The complement system. The complement system can be activated by the classical, lectin, or alternative pathways. The classical pathway (green) is activated by antigen-antibody complexes, which bind C1q allowing C1r to cleave C1s which eventually leads to the formation of a C3 convertase downstream. There is little evidence of complement system activation via the classical pathway in IgAN. The lectin pathway (blue) is activated by mannose moieties commonly found on microbial surfaces, but also on Gd-IgA1, which bind mannose binding lectin to activate MASP1 and MASP2. MASP2 activation mirrors that of C1s, eventually leading to the formation of a C3 convertase. MASP2 is inhibited by narsoplimab. The alternative pathway (red) is constantly activated by the hydrolysis of C3; the pathway is promoted by factor B and factor D. Factor B is inhibited by iptacopan and IONIS-FB-LRx, whereas factor D is inhibited by vermicopan. The common pathway (black) is activated by any C3 convertase, cleaving C3 (inhibited by pegcetacoplan and ARO-C3) to C3a, an inflammatory mediator, and C3b.
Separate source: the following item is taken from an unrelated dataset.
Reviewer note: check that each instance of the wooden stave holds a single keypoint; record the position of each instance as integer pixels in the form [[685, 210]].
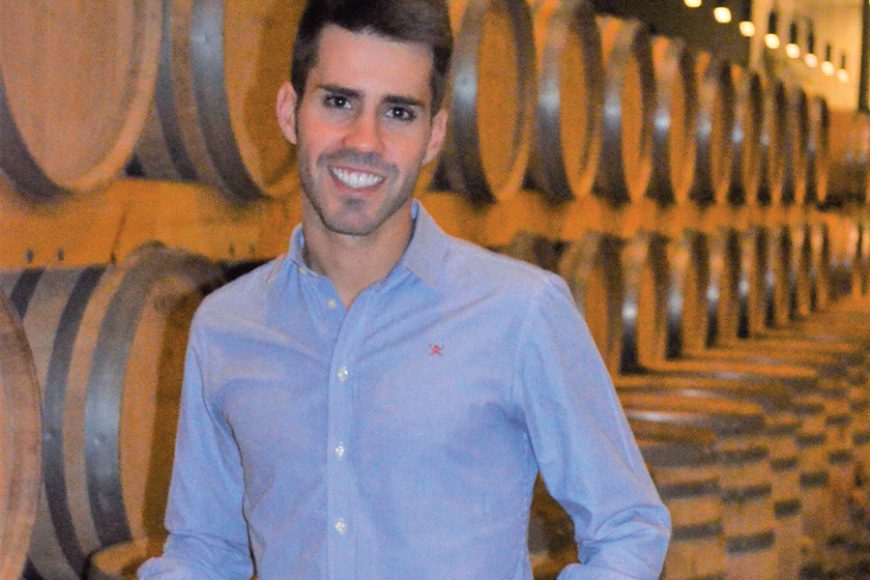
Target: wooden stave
[[549, 170], [533, 249], [805, 272], [51, 303], [755, 281], [849, 157], [723, 292], [736, 425], [20, 168], [588, 267], [72, 487], [461, 166], [796, 148], [781, 277], [773, 143], [822, 290], [714, 156], [748, 117], [190, 134], [645, 274], [818, 150], [683, 463], [688, 290], [615, 180], [672, 179], [103, 428], [781, 434], [21, 453]]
C3b is further acted upon by the C3 convertases to produce a C5 convertase, which cleaves C5 (can be inhibited by cemdisaran and ravuluzimab) to produce C5a, an inflammatory mediator (the C5a receptor can be blocked by avacopan), and C5b. This eventually leads to the formation of the membrane attack complex, which is capable of cell lysis. Gd-IgA1, galactose deficient-IgA1; IgAN, IgA nephropathy; MASP1, mannose-binding lectin serine protease 1; MASP2, mannose-binding lectin serine protease 2.